Parole: vendono realtà o virtualità?

Osservo la timeline di Twitter scorrere: spartito di anime e emozioni. Guardo tutte quelle parole e questi nuovi simboli che la realtà virtuale ha richiesto, là dove le parole non funzionavano o fors intralciavano. 

Siamo tutti scrittori. Appurato. I social network sono i nuovi editori. Appurato. La parola pubblicata ha perso potere per cedere il posto a quella virtuale e, soprattutto, alle immagini. Chiaro anche questo. Le vecchie gerarchie sono frantumate. E gli spocchiosi detentori di egemonie culturali, ancora convinti di avere in tasca il potere del sapere, non se li fila più nessuno. Eppure.

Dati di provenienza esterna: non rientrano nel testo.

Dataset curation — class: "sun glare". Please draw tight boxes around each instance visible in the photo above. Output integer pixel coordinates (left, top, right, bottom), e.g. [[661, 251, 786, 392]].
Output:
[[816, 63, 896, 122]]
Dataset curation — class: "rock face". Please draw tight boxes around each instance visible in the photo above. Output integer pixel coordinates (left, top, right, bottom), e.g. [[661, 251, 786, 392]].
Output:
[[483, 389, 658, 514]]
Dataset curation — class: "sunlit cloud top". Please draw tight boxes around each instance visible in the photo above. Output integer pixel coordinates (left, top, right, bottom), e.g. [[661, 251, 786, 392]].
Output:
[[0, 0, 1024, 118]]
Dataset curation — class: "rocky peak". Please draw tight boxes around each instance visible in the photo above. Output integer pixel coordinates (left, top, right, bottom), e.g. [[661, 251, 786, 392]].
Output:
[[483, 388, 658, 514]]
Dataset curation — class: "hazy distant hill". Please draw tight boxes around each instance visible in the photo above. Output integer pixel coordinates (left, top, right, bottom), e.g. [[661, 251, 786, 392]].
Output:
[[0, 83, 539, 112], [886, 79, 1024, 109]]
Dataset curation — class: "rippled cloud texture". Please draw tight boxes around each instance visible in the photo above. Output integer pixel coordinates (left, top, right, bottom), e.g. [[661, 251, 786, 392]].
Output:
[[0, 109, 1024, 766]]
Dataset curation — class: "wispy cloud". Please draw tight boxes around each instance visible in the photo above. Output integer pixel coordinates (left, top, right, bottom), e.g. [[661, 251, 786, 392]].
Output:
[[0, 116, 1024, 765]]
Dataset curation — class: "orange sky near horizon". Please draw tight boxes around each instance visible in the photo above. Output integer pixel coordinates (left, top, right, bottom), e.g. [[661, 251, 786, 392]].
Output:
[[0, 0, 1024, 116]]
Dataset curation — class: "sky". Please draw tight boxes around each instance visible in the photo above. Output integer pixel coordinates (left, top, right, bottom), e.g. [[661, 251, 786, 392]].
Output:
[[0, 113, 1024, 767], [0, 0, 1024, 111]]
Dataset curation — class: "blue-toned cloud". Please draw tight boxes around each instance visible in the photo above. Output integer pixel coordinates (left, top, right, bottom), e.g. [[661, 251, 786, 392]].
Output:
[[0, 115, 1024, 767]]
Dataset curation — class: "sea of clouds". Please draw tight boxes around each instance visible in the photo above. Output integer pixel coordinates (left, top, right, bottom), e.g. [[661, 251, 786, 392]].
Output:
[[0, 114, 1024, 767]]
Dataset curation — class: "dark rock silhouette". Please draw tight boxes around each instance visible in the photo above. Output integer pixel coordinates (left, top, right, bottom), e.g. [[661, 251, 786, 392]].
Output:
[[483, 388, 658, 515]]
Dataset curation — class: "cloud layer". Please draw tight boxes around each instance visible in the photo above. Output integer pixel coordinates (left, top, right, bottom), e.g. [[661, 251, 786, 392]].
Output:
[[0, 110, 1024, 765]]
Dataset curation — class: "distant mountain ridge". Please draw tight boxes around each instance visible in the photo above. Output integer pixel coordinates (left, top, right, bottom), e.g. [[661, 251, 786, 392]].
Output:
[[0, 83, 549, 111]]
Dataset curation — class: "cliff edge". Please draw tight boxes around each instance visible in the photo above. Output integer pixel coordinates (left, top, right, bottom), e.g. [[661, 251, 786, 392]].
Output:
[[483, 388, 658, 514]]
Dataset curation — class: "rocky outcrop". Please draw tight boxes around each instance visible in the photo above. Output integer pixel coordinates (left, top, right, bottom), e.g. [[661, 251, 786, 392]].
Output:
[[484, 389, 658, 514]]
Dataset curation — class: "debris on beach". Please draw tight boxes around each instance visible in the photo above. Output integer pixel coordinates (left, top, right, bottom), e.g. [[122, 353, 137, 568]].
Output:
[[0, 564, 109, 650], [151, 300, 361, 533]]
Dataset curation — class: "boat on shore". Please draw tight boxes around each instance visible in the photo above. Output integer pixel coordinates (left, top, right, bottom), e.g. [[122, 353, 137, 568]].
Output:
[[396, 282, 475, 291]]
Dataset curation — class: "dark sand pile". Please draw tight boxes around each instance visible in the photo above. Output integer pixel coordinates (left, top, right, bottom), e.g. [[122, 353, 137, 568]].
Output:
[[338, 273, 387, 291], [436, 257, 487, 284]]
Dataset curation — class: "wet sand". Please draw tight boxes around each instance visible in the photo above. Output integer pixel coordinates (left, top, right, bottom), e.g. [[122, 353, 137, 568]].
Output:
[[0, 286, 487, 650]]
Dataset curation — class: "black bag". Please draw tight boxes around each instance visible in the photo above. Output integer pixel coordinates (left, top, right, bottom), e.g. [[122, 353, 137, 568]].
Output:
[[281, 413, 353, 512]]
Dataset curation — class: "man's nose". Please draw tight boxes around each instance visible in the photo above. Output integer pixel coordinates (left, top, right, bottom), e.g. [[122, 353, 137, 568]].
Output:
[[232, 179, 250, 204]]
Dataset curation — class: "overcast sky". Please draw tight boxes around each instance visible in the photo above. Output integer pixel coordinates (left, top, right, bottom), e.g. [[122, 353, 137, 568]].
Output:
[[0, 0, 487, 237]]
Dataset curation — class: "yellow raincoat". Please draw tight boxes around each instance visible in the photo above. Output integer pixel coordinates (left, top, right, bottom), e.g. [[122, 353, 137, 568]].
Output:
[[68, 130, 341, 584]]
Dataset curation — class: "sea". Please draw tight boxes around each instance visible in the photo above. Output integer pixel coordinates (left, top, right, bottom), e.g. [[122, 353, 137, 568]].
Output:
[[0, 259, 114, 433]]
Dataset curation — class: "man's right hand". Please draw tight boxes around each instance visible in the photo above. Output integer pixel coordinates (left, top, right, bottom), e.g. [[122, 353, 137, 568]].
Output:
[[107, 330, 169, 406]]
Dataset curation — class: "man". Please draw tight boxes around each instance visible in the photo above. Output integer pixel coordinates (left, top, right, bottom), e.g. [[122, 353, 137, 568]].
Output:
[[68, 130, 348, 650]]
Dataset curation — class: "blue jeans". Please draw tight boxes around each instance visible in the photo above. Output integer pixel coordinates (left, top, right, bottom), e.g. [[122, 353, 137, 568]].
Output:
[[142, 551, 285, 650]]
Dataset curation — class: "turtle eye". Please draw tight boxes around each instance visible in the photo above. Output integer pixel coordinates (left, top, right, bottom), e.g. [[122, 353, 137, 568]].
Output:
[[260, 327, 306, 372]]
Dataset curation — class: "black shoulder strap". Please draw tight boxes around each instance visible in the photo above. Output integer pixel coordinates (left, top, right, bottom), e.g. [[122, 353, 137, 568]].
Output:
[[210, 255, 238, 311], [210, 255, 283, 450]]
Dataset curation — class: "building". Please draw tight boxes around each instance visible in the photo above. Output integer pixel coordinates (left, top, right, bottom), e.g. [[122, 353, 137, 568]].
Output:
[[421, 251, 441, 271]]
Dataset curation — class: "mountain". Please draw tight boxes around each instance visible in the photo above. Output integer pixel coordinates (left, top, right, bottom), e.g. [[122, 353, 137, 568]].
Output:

Eppure i percorsi che noto sono due: da una parte un'euforia collettiva in cui si gioisce di barriere cadute, pur senza mai averne avuto precisa consapevolezza. Dall’altra la parola virtuale, soprattutto in chat, là dove va a colmare sguardi, gesti e odori, si gonfia di aspettative. Si carica di emozioni con una intensità che la realtà non permetterebbe. Le non-barriere fanno scivolare nell'intimità, con sé stessi in primis. E questa intimità viene condivisa con il malcelato desiderio di non voler ben sapere chi c’è dall’altra parte a leggere, perché questo altrimenti, implicherebbe intimità. Così gli scambi sui social network, che tanti flirt favoriscono, sono scambi veloci, sincopati, schietti, informali e fondamentalmente più emotivi--a volte persino più sinceri. La formalità viene meno a favore dell’intensità e di un liberatorio egoismo linguistico. E tra le pieghe di questi nuovi scambi nascono persino "innamoramenti", non meno reali o intensi che nel vissuto fuori dallo schermo. E a poco serve quindi separare reale e virtuale.